Women also help in so many ways. Just like the women of Jerusalem who Jesus met on His long climb to Calvary, and who wept for Him, they, too, display a particular courage. Similar to the residence of the Albertine Brothers, there is a convent for religious sisters of the same congregation, which houses dozens of women who need help, some of them young mothers with babies.

Jesus is stripped and humiliated

When Jesus finally made it up the hill, He was stripped naked and humiliated. War is always a useful cover for those who like to humiliate and destroy the humanity of others. How can one forget the stories from Bucha, in the first months after the invasion? When the Ukrainian army regained control of the town, mass graves were uncovered, holding the bodies of hundreds of civilians who had been tortured and executed. Many of the victims were children; some were raped and burned; many were simply shot in the back of the head.

Jesus was executed. Nailed to a cross. Inna felt her husband die twice. He was killed in the first stages of the war in 2014, and the city of Irpin put up a poster in his honor. When the Russians invaded in 2022, Inna fled Irpin, leaving everything behind.
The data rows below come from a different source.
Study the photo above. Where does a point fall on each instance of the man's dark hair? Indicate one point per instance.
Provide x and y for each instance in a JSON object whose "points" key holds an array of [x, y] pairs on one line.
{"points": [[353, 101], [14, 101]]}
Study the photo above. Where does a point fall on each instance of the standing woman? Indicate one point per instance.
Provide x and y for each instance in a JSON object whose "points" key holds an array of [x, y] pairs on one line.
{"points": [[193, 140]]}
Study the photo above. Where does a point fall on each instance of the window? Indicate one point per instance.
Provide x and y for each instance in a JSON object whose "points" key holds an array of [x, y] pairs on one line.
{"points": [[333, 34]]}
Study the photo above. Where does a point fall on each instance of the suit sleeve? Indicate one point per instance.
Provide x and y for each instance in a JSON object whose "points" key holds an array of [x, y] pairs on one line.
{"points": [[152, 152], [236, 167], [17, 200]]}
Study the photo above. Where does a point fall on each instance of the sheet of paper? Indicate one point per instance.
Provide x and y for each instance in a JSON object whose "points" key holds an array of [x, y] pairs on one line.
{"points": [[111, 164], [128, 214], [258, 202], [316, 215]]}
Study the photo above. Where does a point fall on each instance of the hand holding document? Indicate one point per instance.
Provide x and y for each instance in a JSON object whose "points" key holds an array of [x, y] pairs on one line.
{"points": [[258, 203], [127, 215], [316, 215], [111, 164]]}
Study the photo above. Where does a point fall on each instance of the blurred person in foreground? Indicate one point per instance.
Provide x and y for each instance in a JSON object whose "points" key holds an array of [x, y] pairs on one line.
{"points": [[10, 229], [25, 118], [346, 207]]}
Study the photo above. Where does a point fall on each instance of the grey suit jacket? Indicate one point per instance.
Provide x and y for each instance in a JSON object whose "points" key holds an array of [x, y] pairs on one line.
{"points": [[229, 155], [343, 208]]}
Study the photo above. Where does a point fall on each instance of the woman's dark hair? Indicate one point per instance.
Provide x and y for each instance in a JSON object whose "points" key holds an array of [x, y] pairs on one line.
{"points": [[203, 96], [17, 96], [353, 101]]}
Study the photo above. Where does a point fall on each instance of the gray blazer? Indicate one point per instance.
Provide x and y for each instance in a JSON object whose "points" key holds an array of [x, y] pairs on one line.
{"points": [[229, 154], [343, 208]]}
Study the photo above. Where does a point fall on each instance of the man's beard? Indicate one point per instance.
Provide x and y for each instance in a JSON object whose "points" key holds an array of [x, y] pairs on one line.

She later learned that occupying soldiers shot through the poster. She felt like they killed him a second time.

In 2022, Olha also lost her husband. She remembers speaking to him in the evening, and suggesting he get some rest, because he sounded so tired. They never spoke again. “I was told that the building he was in came under fire, that he received a head injury and fought for his life for 40 minutes,” she said during an ACN visit to Ukraine.

In the fourteenth station, Jesus is laid in the tomb. It can be hard to imagine something more painful than burying a loved one, but many Ukrainians have learned that the uncertainty of not even knowing if their husband, father, or son is alive can be even worse. Seminarian Vitalij lost his father in December 2022, on the frontline near Bakhmut. At the memory of him, his light blue eyes cloud over, but then he describes how his grandmother comforted him with the fact that they could at least bury his father and were not haunted by uncertainty about his fate.

But the end of the suffering in the Way of the Cross is a source of consolation for Christians. Jesus rose again. As Ukrainians pray for the war to end, they, too, find courage in the faith that one day peace and joy will return to their lives. After all, that is what Easter is about, and this is what all Christians around the world pray for in these times.